Tuesday, March 9, 2010

Jonathan Swift

Jonathan swift was born in Dublin but during his life he switched between living in Ireland and England with his mother, as his dad died before he was born. During his time of living with his mother, Swift often saw her encounter many financial issues, which of course affected him and caused him to move in with his paternal uncle in Ireland. Obviously this lifestyle was distressing and like most people this affected his attitude and works later on in life.

However, Swift turned out to be a very competent person academically and placed his strengths into getting a BA degree. However, his troubled past could not be forgotten. This became obvious as he went into his main track of life. Although Swift had many jobs such as becoming secretary for Sir William Temple, and other interests such as poetry, Swift was most famous for being a prose satirist. This alone includes a lot of sarcasm and includes a lot of bitterness towards something, mostly towards a piece written by someone that the satirist does not agree with. This shows that Jonathan Swift’s upbringing and life caused him to be a rather cynical person but on the other hand it’s hard to blame him when he had to deal with a fatherless lifestyle in Ireland that was experiencing so much poverty at the time.

Swift wrote many satirical pieces however the one that he is most noted for is ‘A Modest Proposal’. Basically this proposal, one of many written by Swift, is his way of describing his opinion on the Irish society and how the state deals with poverty, especially among families with children. The Modest Proposal is in element what it says it is in my opinion, a dry and subtle way of Swift expressing his passionate opinion and is in some places rather humorous.

At the beginning of the proposal, Swift is clearly compassionate for the condition that Ireland’s mothers and their children are placed in, but by the second sentence, Swift enters into judgmental views. Swift drives the image of Irish mothers who are “forced to employ all their time” begging for food along with their children. He puts a heavy negative tone on these situations and focuses on it throughout his paper to later reinforce his point that anyone who can come up with an effective and true way that these children can be used to be productive members of society would be doing the nation a massive favour.

It is clear to me that the bitterness of Swift’s upbringing is being filtered into this piece of prose, however it is exaggerated in order for it to serve it’s purpose. In essence, this piece is to be a social comment on economics, which most would agree is usually a dry and dull area to cover, however Swift uses ludicrous and strange ideas as to how to solve many issues. After claiming that the current “problem solvers” of his time were rather inadequate, Swift forms an idea much more adequate – that the Irish should eat their children. In detail, Swift claims that a one year old child is a “most delicious, nourishing, and wholesome food; whether stewed, roasted, baked or boiled” and by eating their children, parents neither have to pay for food, poor children are not placed onto the streets so they do not become a nuisance to society, but also from a religious point of view, it also helps to prevent abortions. He furthers this whole idiotic idea by suggesting that “one male can serve four females” and that the others should be fattened and given away so they can be farmed into becoming a delicacy. He goes into further specifics that say that by harvesting children, Ireland can have some food that would be available all year round (unlike Potatoes, which many people were bitter towards at this time as it was during the Irish famine). The irony of this is that the way Swift puts ideas across makes it seem that he is assuming his audience automatically agree with him that eating children is the obvious and most ethical way to dealing with the social issue that Ireland were experiencing at the time. He also suggests that by this method, not only does the family benefit, but the landlord and the nation also benefit economically.
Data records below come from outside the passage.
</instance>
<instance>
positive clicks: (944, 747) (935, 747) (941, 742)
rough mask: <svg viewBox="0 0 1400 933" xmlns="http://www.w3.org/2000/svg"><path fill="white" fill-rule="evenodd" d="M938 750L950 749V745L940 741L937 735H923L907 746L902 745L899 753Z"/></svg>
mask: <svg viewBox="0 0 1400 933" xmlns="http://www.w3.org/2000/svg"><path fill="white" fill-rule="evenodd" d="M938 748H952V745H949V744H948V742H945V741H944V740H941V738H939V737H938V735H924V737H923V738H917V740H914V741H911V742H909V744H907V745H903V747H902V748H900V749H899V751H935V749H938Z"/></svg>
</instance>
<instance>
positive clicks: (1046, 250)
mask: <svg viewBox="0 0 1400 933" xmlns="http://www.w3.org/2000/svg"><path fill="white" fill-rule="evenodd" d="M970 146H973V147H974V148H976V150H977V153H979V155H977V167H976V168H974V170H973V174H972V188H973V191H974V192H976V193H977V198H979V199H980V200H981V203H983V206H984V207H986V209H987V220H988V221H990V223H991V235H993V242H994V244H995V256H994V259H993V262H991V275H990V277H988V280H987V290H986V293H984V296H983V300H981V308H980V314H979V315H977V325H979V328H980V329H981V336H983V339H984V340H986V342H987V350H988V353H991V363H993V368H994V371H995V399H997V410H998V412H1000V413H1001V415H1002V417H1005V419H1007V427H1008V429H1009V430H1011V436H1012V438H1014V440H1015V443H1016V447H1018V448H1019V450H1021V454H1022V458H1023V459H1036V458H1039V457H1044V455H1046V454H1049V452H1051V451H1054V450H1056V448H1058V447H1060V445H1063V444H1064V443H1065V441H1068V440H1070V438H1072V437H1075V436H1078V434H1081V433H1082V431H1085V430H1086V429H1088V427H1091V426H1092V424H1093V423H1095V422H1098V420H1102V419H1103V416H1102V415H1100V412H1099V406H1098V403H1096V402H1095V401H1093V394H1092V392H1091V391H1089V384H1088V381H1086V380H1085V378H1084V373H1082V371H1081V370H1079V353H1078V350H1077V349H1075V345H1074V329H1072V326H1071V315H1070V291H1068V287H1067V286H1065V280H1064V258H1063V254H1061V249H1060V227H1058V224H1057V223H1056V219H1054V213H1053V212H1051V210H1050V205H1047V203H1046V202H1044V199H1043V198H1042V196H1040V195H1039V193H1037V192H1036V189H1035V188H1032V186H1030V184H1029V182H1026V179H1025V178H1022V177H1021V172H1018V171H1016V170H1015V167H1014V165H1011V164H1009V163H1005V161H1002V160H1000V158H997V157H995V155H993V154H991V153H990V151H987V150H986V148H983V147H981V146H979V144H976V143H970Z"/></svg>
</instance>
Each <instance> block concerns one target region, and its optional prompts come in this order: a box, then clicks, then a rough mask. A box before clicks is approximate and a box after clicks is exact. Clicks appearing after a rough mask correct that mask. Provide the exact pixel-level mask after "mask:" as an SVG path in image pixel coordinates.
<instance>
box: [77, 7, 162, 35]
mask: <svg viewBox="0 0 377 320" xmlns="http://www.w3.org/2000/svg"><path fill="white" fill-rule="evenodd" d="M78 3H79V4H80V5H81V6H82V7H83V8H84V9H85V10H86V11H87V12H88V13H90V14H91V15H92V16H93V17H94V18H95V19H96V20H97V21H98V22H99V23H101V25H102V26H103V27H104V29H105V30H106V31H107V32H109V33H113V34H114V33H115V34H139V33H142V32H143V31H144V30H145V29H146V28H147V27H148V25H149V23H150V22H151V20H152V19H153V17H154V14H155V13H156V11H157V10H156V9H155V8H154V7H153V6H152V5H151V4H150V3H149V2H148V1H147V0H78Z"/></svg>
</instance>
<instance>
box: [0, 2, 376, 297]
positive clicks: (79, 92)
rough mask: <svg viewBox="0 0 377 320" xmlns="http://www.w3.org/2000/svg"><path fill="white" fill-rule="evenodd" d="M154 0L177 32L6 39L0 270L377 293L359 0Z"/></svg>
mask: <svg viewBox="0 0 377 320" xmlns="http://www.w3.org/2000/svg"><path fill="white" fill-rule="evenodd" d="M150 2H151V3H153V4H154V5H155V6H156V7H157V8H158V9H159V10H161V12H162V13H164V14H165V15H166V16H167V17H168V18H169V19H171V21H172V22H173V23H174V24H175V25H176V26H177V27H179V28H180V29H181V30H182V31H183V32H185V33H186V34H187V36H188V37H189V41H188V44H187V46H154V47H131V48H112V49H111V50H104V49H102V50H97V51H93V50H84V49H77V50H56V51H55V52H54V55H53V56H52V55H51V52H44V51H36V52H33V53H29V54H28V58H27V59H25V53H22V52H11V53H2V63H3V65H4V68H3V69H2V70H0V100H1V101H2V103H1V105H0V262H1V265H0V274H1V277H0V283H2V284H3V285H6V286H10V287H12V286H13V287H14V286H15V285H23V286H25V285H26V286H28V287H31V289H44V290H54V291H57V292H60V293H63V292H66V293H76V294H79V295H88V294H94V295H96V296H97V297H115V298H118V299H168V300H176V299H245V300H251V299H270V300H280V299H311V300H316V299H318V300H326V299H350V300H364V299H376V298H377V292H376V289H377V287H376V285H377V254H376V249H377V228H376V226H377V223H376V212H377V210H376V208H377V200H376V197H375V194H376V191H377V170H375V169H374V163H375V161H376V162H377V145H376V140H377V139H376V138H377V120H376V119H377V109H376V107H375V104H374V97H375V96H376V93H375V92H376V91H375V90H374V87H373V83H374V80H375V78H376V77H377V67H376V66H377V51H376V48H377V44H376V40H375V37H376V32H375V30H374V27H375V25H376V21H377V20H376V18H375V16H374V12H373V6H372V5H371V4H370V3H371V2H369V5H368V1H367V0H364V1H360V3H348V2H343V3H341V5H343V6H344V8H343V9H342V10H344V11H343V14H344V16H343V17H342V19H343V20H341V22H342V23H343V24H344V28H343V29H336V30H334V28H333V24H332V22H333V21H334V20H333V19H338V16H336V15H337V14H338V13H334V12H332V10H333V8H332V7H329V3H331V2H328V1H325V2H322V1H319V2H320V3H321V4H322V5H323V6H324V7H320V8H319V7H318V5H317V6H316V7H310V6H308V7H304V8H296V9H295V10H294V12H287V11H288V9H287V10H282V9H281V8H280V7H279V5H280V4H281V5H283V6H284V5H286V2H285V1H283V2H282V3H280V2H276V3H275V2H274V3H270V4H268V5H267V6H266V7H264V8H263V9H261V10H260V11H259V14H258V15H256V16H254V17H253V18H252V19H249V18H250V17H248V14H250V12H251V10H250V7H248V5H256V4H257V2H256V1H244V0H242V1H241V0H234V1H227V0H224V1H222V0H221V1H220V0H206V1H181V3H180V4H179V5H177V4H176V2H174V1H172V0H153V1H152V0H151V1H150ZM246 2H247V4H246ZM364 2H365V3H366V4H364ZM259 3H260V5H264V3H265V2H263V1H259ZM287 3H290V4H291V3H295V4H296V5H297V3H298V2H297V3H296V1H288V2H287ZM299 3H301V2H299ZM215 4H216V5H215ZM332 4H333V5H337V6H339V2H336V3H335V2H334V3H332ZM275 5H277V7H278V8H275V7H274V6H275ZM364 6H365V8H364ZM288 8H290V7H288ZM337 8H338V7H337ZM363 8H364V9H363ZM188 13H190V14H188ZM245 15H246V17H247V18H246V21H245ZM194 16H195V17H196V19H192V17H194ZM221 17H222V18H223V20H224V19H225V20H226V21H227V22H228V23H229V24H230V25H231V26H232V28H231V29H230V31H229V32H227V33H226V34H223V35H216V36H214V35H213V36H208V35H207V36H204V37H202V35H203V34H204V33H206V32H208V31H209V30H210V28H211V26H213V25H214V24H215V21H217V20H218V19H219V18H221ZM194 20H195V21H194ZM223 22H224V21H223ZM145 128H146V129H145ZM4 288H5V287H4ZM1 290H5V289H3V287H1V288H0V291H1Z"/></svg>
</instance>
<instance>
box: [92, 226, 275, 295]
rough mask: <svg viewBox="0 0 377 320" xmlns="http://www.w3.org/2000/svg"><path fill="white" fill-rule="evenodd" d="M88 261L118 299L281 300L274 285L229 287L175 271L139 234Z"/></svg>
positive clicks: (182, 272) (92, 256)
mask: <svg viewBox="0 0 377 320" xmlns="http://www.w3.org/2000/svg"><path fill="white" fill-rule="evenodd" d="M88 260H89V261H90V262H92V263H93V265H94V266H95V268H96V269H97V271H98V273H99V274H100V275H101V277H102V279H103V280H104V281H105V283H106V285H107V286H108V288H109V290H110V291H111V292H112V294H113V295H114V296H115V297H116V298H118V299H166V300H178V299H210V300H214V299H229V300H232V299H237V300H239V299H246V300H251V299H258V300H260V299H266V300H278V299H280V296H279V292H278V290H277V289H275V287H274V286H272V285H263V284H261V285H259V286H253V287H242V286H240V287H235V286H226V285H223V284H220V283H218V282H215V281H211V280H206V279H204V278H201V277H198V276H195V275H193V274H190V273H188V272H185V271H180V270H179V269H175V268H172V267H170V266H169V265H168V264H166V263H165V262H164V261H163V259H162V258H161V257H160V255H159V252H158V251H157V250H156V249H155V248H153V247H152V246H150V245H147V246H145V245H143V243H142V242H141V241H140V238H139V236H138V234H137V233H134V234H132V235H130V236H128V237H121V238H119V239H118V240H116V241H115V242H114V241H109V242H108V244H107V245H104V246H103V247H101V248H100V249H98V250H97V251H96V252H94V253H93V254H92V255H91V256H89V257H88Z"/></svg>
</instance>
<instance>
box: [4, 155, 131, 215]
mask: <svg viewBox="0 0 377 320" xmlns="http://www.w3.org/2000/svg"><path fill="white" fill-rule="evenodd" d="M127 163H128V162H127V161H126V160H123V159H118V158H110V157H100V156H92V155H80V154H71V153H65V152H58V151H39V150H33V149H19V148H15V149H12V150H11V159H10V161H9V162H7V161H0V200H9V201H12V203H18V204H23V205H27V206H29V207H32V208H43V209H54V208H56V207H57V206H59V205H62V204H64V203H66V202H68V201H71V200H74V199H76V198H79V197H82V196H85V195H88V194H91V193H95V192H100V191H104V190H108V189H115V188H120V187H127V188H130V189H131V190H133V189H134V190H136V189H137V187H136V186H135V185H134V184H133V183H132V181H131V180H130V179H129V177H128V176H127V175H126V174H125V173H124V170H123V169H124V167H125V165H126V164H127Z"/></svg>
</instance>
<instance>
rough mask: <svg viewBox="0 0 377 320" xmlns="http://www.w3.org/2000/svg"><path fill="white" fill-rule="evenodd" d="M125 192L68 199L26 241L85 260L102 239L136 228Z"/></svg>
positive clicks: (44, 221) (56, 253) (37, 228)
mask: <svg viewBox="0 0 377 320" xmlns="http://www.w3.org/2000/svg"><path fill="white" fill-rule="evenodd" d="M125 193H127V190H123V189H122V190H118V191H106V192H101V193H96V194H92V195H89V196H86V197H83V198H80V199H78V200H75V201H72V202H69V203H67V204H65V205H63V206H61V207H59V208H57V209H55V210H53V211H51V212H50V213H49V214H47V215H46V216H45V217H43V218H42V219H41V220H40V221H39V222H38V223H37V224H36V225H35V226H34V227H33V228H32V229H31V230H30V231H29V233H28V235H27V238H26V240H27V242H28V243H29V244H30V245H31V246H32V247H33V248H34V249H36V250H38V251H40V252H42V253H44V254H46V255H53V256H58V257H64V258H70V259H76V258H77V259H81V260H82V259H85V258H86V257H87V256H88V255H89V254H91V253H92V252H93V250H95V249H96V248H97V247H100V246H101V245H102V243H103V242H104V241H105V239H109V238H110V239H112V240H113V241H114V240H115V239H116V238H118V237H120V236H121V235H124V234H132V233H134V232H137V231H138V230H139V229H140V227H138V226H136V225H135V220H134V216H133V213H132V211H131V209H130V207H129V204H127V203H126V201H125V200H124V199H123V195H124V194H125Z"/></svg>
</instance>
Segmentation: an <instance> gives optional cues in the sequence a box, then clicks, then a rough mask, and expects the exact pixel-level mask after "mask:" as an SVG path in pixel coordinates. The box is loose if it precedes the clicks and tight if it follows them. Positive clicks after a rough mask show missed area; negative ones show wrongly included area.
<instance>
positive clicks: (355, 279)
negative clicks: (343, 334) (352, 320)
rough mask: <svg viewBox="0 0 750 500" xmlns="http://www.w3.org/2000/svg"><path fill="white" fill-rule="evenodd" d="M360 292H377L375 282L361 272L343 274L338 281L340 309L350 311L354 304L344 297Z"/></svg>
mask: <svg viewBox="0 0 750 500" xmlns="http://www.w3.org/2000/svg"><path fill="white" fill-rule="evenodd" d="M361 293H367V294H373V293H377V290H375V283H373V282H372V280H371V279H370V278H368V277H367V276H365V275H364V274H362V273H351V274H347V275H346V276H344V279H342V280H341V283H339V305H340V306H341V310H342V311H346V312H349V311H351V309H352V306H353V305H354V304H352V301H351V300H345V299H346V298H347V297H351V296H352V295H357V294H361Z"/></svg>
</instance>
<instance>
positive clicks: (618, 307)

However, the audience needs to look past the ridiculousness of his suggestion as in essence, Swift is commenting on Ireland’s social and political issues. Not only this but it revealed to the reader of Swift’s past. I think that this is a very brave thing to do. Because of this, Swift’s audience gain a sense of why he feels the way he does and why he is so cynical towards the Irish’s ability to solve issues sensibly. This sense of honesty possibly makes the reader sympathetic to Swift’s views, and takes his views on, when he is satirising his nation’s attempt to deal with social issues.

It is generally understood that Swift offers a selfless and quite a humble opinion. However he makes it clear that other more selfish ideas are deemed to be wrong in contrary to his. An example of this is that Swift often satirises the work of Adam Smith, a well know empiricist and ‘founder of economics’. Smith was under the opinion that society had little impact on human nature. This view is satirised by Swift who thinks that society is clearly the foundation of human behaviour. As well as this, Jonathan Swift clearly empathises with the poorer end of society so when Adam Smith clearly shows favoritism for the more wealthy and insists that ‘wealth’ is those who appreciate art and have a good education; there is obviously clear confrontation between the two views.

In conclusion, although at times Jonathan Swift provides a very unique yet obviously unpractical view of how to improve a situation, his intensions are truly honorable. At times I do honestly think that he is going down wrong roads of how to deal with such problems but have found them entertaining nevertheless and they especially encourage me to read on further. It is by doing this that I realise that I am reading material from a man who has been truly affected by poverty in his country, whatever poverty is considered to be, and that he is trying to defend the type of people of whom he grew up with.